Pitching Mechanics, Injuries, The Verducci Effect, and Pitcher Abuse
Points
3/26/2011
While I am plainly quite frustrated by Tom Verducci's tendency
to draw upon my ideas without citing me as the originator of those
ideas, I do think there
is some overlap between our ideas. In particular, I believe my
work may help to explain what Tom Verducci is seeing with the Verducci Effect (aka the Year-After
Effect).
The Verducci Effect
The Verducci Effect is the
observation that pitchers under the age of 25, whose innings
pitched increase by
more than 30 innings from one year to the next, seem to experience
higher rates of injuries. The thing about the Verducci Effect is
that, while it does seem to hold for
some pitchers, it doesn't hold for all pitchers. While some of the
pitchers who are predicted to run into problems break down as
expected, others don't. As a result, that calls into question the
idea that the
increase in workload from one year to the next is solely
responsible for those pitchers' injury problems.
I believe that the
critical, missing variable is the pitcher's mechanics. When you
look at the victims of the Verducci Effect, you see many pitchers
with problematic pitching mechanics and/or timing problems. I believe that what Tom Verducci is seeing
is an interaction
between overuse/abuse and (poor) pitching mechanics. I believe that
explains why some at-risk pitchers are injured but others, who experience
the same innings jumps, don't experience injury problems.
Poor Pitching Mechanics and PAP
Similarly, I think the idea of Pitcher Abuse Points (PAP or
PAP3) demonstrates an interaction between abuse and pitching
mechanics. For a while, I had a hard time taking PAP and PAP3 seriously,
given that (injury-free) Randy Johnson was at the top of the list.
How can abuse, at least as the people behind PAP define it, be bad if Randy Johnson can
tolerate more abuse than anyone and emerge from it unscathed?

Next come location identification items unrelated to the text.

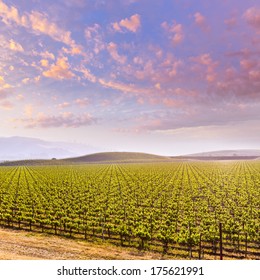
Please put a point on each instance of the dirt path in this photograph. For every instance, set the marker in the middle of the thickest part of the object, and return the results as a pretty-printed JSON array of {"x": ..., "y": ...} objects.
[{"x": 22, "y": 245}]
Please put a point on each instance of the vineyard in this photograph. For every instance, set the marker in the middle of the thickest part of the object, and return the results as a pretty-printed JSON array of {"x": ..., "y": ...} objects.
[{"x": 184, "y": 210}]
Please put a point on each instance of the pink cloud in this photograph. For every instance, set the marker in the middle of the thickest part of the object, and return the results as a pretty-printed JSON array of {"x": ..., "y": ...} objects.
[
  {"x": 206, "y": 60},
  {"x": 14, "y": 46},
  {"x": 6, "y": 105},
  {"x": 87, "y": 74},
  {"x": 132, "y": 24},
  {"x": 60, "y": 70},
  {"x": 112, "y": 49},
  {"x": 131, "y": 88},
  {"x": 231, "y": 22},
  {"x": 64, "y": 105},
  {"x": 81, "y": 102},
  {"x": 252, "y": 16},
  {"x": 66, "y": 119},
  {"x": 38, "y": 23},
  {"x": 200, "y": 20},
  {"x": 94, "y": 36},
  {"x": 175, "y": 31}
]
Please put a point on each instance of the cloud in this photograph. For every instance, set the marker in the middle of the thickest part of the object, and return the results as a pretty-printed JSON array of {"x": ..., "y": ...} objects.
[
  {"x": 38, "y": 23},
  {"x": 122, "y": 87},
  {"x": 66, "y": 119},
  {"x": 94, "y": 37},
  {"x": 87, "y": 74},
  {"x": 81, "y": 102},
  {"x": 44, "y": 63},
  {"x": 3, "y": 84},
  {"x": 28, "y": 110},
  {"x": 206, "y": 60},
  {"x": 64, "y": 105},
  {"x": 252, "y": 16},
  {"x": 175, "y": 31},
  {"x": 6, "y": 105},
  {"x": 112, "y": 49},
  {"x": 60, "y": 70},
  {"x": 47, "y": 55},
  {"x": 14, "y": 46},
  {"x": 200, "y": 20},
  {"x": 25, "y": 81},
  {"x": 132, "y": 24}
]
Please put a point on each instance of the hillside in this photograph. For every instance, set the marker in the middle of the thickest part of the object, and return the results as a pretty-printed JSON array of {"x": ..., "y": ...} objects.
[
  {"x": 117, "y": 157},
  {"x": 107, "y": 157},
  {"x": 224, "y": 155},
  {"x": 20, "y": 148}
]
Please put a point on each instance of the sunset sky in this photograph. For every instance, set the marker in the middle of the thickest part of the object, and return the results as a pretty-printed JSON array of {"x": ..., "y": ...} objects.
[{"x": 166, "y": 77}]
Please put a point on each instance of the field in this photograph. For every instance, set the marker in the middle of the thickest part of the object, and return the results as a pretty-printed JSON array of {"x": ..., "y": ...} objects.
[{"x": 183, "y": 210}]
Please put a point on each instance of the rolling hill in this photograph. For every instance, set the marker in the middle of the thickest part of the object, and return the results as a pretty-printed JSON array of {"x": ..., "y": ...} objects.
[
  {"x": 248, "y": 154},
  {"x": 117, "y": 157}
]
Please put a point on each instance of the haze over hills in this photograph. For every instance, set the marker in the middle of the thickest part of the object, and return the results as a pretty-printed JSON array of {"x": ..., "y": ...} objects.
[
  {"x": 118, "y": 157},
  {"x": 20, "y": 148},
  {"x": 37, "y": 151},
  {"x": 227, "y": 153}
]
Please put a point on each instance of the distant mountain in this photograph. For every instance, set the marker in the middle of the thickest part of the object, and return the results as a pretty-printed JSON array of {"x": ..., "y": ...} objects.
[
  {"x": 20, "y": 148},
  {"x": 117, "y": 157},
  {"x": 226, "y": 154},
  {"x": 107, "y": 157}
]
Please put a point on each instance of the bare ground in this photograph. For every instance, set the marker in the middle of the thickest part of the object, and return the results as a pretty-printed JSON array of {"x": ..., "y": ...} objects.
[{"x": 23, "y": 245}]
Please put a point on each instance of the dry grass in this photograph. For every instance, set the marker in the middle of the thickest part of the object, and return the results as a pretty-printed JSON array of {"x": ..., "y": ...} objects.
[{"x": 23, "y": 245}]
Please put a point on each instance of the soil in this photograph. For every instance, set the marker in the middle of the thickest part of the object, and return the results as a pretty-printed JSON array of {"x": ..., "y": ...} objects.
[{"x": 23, "y": 245}]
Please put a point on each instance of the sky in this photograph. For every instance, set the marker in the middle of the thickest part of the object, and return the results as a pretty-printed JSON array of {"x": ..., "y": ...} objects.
[{"x": 166, "y": 77}]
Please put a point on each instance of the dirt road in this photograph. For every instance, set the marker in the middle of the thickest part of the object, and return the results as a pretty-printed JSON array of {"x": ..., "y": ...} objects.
[{"x": 22, "y": 245}]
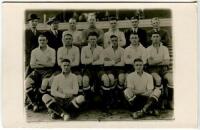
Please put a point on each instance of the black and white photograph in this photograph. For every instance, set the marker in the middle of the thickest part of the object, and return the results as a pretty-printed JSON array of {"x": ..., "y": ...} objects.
[
  {"x": 98, "y": 65},
  {"x": 113, "y": 65}
]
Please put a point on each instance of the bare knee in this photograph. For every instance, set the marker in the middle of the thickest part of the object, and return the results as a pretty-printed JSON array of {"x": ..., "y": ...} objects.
[{"x": 105, "y": 79}]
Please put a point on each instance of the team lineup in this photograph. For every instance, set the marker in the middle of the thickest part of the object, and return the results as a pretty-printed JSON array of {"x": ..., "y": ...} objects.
[{"x": 69, "y": 72}]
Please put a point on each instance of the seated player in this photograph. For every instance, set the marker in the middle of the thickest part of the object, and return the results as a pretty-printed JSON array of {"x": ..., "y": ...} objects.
[
  {"x": 70, "y": 52},
  {"x": 64, "y": 101},
  {"x": 133, "y": 51},
  {"x": 42, "y": 62},
  {"x": 114, "y": 31},
  {"x": 140, "y": 92},
  {"x": 158, "y": 61},
  {"x": 112, "y": 77},
  {"x": 92, "y": 61}
]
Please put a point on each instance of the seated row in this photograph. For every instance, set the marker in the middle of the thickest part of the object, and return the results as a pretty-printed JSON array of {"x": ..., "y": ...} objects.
[
  {"x": 95, "y": 55},
  {"x": 80, "y": 37}
]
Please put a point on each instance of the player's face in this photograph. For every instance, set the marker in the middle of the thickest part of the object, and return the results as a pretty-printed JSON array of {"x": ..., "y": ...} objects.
[
  {"x": 155, "y": 23},
  {"x": 66, "y": 67},
  {"x": 113, "y": 23},
  {"x": 42, "y": 41},
  {"x": 92, "y": 21},
  {"x": 134, "y": 39},
  {"x": 135, "y": 23},
  {"x": 33, "y": 23},
  {"x": 114, "y": 41},
  {"x": 67, "y": 40},
  {"x": 72, "y": 23},
  {"x": 54, "y": 26},
  {"x": 92, "y": 40},
  {"x": 155, "y": 38},
  {"x": 138, "y": 65}
]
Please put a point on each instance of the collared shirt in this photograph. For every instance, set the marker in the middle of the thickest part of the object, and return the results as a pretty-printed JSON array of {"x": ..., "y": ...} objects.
[
  {"x": 131, "y": 53},
  {"x": 135, "y": 30},
  {"x": 77, "y": 36},
  {"x": 137, "y": 82},
  {"x": 73, "y": 54},
  {"x": 87, "y": 55},
  {"x": 112, "y": 54},
  {"x": 47, "y": 56},
  {"x": 65, "y": 84},
  {"x": 119, "y": 34},
  {"x": 161, "y": 53}
]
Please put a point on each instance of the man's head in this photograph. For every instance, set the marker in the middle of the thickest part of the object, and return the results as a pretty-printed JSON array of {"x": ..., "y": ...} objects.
[
  {"x": 33, "y": 20},
  {"x": 91, "y": 19},
  {"x": 113, "y": 22},
  {"x": 135, "y": 21},
  {"x": 138, "y": 65},
  {"x": 134, "y": 38},
  {"x": 66, "y": 65},
  {"x": 53, "y": 22},
  {"x": 114, "y": 41},
  {"x": 155, "y": 22},
  {"x": 155, "y": 37},
  {"x": 72, "y": 23},
  {"x": 67, "y": 38},
  {"x": 92, "y": 38},
  {"x": 42, "y": 40}
]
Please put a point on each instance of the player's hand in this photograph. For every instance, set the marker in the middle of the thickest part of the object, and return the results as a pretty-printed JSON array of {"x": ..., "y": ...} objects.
[
  {"x": 107, "y": 59},
  {"x": 117, "y": 60}
]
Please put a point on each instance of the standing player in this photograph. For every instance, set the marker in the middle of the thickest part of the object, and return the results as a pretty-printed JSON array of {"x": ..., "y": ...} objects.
[
  {"x": 42, "y": 61},
  {"x": 93, "y": 28},
  {"x": 31, "y": 40},
  {"x": 54, "y": 35},
  {"x": 165, "y": 39},
  {"x": 77, "y": 35},
  {"x": 158, "y": 61},
  {"x": 135, "y": 29},
  {"x": 133, "y": 51},
  {"x": 112, "y": 77},
  {"x": 114, "y": 31},
  {"x": 91, "y": 58},
  {"x": 140, "y": 92},
  {"x": 64, "y": 101}
]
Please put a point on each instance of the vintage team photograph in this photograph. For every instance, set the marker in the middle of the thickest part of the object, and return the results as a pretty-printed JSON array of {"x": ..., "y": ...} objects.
[{"x": 98, "y": 65}]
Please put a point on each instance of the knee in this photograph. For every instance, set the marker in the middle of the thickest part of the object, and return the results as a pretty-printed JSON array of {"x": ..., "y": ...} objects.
[
  {"x": 45, "y": 83},
  {"x": 80, "y": 79},
  {"x": 121, "y": 78},
  {"x": 156, "y": 93},
  {"x": 80, "y": 99},
  {"x": 169, "y": 79},
  {"x": 157, "y": 79},
  {"x": 86, "y": 81},
  {"x": 29, "y": 84},
  {"x": 128, "y": 94},
  {"x": 105, "y": 79},
  {"x": 47, "y": 99},
  {"x": 111, "y": 79}
]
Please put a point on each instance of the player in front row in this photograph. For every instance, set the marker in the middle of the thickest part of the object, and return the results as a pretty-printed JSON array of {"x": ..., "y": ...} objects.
[
  {"x": 42, "y": 62},
  {"x": 158, "y": 61},
  {"x": 140, "y": 91},
  {"x": 112, "y": 77},
  {"x": 92, "y": 61},
  {"x": 64, "y": 100}
]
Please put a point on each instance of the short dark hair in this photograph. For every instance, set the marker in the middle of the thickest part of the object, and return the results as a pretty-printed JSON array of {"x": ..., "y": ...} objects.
[
  {"x": 138, "y": 60},
  {"x": 42, "y": 35},
  {"x": 65, "y": 60},
  {"x": 93, "y": 34},
  {"x": 155, "y": 33},
  {"x": 112, "y": 18},
  {"x": 113, "y": 36}
]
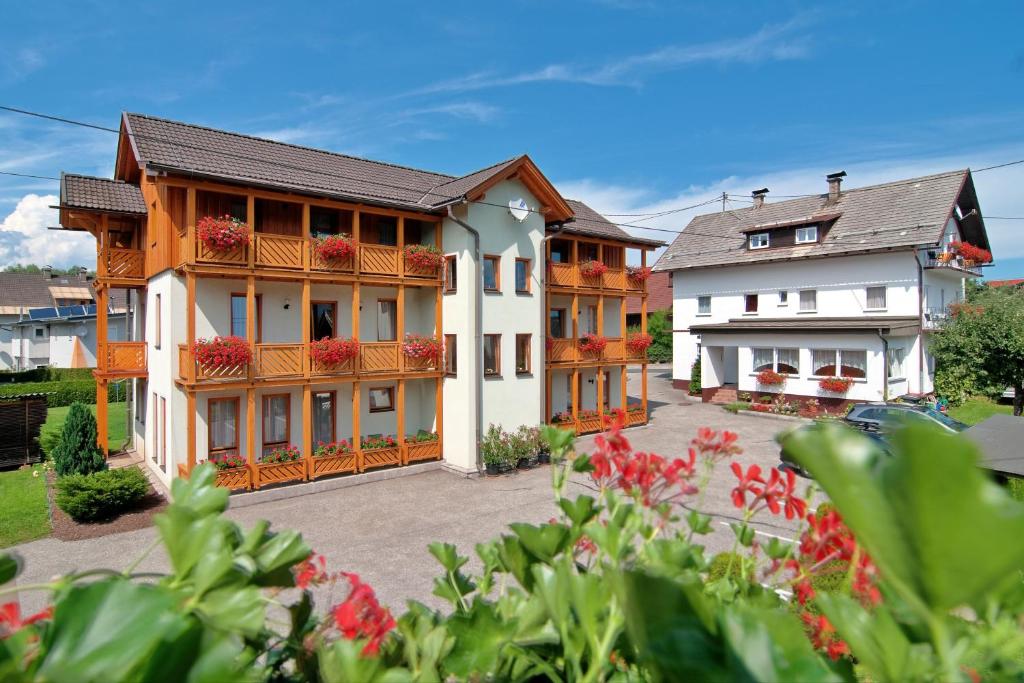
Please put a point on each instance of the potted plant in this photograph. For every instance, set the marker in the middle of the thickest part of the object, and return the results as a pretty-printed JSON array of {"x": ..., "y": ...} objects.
[
  {"x": 422, "y": 351},
  {"x": 423, "y": 259},
  {"x": 222, "y": 235},
  {"x": 836, "y": 384},
  {"x": 333, "y": 353},
  {"x": 333, "y": 458},
  {"x": 223, "y": 355}
]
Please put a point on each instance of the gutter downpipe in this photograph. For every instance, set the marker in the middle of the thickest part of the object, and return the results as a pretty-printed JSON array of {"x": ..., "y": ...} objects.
[{"x": 477, "y": 334}]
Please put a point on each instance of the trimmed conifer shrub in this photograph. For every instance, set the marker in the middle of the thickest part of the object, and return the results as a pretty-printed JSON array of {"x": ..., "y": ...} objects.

What I think is going on is that abuse worsens the effects of
problematic — or perhaps even just borderline — pitching
mechanics and helps to explain why some pitchers break down
sooner, or worse, than others. For instance, I think the idea of
abuse helps to explain why Mark Prior, despite having remarkably
similar pitching mechanics to Anthony
Reyes, broke down much sooner than Anthony Reyes did. I think
abuse suggests that the people who hate Dusty Baker, and who have
labeled him Butcher Baker, may indeed have a point.